Der Schorndorfer Oberbürgermeister Bernd Hornikel hat dramatische Szenen der Hochwassernacht in seiner Gegend geschildert. Die Wasserfluten seien so schnell über die Region hereingebrochen, dass sich Feuerwehrleute selbst hätten retten müssen, berichtete er am Montag bei einer spontan anberaumten Pressekonferenz in Rudersberg im Rems-Murr-Kreis. 

Alle sieben Abteilungen der Feuerwehr seien in die Gemeinde Rudersberg aufgebrochen, aber nur ein Fahrzeug sei dort angekommen, alle anderen seien auf dem Weg in den Wassermassen steckengeblieben. Die örtliche Feuerwehr habe drei Fahrzeuge eingebüßt. «Die sind im wahrsten Sinne des Wortes abgesoffen», sagte Hornikel . Die Kameradinnen und Kameraden hätten sich auf das Fahrzeugdach flüchten müssen, um von dort selbst gerettet zu werden. Das Gemeine sei, so Hornikel , dass man mit einem Entspannungsgefühl in den Abend gegangen sei, dann die Lage aber innerhalb von Minuten eskaliert sei. 

Lage in Ebersbach an der Fils unklar

In der Stadt Ebersbach an der Fils (Kreis Göppingen) südöstlich von Stuttgart wurden Anwohnerinnen und Anwohner einiger Straßenzüge evakuiert. Die Überflutungen betrafen ein Wohngebiet, wie das Landratsamt Göppingen am Morgen mitteilte. Unklar war noch, wie viele Menschen betroffen waren. Details will das Amt am Nachmittag mitteilen. Wassermassen durchbrachen zudem an der Bundesstraße eine Lärmschutzwand und überfluteten die Fahrbahnen. Das Wasser auf der Straße komme überwiegend von dem Fluss Fils, der in der Nähe verläuft, aber auch von Hängen. Die Bahnlinie von Göppingen nach Ebersbach war ebenfalls dicht.

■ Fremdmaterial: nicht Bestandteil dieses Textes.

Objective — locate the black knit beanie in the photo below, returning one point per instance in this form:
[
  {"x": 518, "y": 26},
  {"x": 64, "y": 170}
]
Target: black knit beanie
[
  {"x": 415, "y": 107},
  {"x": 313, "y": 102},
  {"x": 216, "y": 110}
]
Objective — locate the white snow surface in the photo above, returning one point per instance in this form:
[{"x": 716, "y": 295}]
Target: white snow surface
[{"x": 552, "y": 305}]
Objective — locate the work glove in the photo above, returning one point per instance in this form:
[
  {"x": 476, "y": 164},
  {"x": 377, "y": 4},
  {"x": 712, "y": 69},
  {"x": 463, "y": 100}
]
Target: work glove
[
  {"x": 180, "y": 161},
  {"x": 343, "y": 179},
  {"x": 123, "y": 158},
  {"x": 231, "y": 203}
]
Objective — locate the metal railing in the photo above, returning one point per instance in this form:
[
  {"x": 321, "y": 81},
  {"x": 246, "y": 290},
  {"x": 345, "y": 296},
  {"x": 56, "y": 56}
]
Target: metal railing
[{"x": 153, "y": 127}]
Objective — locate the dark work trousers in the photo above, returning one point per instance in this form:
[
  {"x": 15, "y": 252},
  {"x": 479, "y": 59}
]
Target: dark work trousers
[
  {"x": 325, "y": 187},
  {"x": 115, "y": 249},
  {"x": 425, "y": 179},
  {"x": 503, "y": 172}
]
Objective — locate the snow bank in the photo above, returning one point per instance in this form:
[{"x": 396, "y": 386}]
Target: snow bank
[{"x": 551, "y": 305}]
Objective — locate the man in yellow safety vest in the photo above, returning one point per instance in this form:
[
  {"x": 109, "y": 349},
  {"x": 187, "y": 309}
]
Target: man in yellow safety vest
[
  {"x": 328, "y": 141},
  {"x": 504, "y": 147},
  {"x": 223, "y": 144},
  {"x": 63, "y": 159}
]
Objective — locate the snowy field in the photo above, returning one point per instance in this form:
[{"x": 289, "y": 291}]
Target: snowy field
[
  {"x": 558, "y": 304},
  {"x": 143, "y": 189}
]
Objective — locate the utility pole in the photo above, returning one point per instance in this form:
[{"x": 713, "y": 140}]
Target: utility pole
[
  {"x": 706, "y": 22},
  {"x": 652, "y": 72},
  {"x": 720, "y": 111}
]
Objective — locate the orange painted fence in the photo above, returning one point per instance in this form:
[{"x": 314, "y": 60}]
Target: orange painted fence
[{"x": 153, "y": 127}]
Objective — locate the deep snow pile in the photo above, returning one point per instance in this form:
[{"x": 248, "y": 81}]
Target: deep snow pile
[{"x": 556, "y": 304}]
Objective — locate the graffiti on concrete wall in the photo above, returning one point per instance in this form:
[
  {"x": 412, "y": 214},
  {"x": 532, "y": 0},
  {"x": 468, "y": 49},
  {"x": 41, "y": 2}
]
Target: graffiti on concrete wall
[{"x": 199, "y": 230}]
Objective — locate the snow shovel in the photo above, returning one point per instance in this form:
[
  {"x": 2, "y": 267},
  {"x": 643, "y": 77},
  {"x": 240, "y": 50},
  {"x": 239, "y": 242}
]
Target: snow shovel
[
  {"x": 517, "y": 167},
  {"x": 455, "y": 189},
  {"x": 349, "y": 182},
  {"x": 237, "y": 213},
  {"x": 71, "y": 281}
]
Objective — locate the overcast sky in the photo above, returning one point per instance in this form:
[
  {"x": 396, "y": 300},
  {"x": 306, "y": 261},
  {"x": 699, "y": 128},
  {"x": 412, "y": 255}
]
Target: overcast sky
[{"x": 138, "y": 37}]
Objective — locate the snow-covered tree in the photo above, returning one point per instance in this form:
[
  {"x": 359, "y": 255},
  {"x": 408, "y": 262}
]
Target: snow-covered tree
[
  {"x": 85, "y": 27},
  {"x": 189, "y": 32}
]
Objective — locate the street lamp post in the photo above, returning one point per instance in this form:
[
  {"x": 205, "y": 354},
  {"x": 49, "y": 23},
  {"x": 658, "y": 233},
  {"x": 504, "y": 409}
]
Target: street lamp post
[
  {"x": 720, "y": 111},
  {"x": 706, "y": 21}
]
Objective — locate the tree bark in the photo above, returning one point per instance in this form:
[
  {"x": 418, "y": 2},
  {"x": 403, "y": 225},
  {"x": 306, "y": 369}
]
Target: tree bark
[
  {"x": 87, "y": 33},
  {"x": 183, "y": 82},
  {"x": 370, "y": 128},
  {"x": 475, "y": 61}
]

Auch im baden-württembergischen Ostalbkreis spitzte sich die Hochwasserlage am Morgen zunächst zu. Wegen vorhergesagter Überflutungen wurden in der Nacht vorsorglich Menschen in Teilen der Gemeinden Leinzell , Heuchlingen und Göggingen aus ihren Häusern gebracht, wie eine Sprecherin des Krisenstabs mitteilte. Die Gemeinde Täferrot wurde zeitweise ebenfalls evakuiert. Später stufte der Krisenstab die Hochwasserlage von einem sogenannten Extremhochwasser- zu einem Jahrhunderthochwasser-Ereignis zurück. Ein Großteil der Menschen konnte in die Häuser zurückkehren. Entwarnung gebe es zwar nicht. «Aber es ist ein deutliches Signal der Verbesserung», sagte die Sprecherin. 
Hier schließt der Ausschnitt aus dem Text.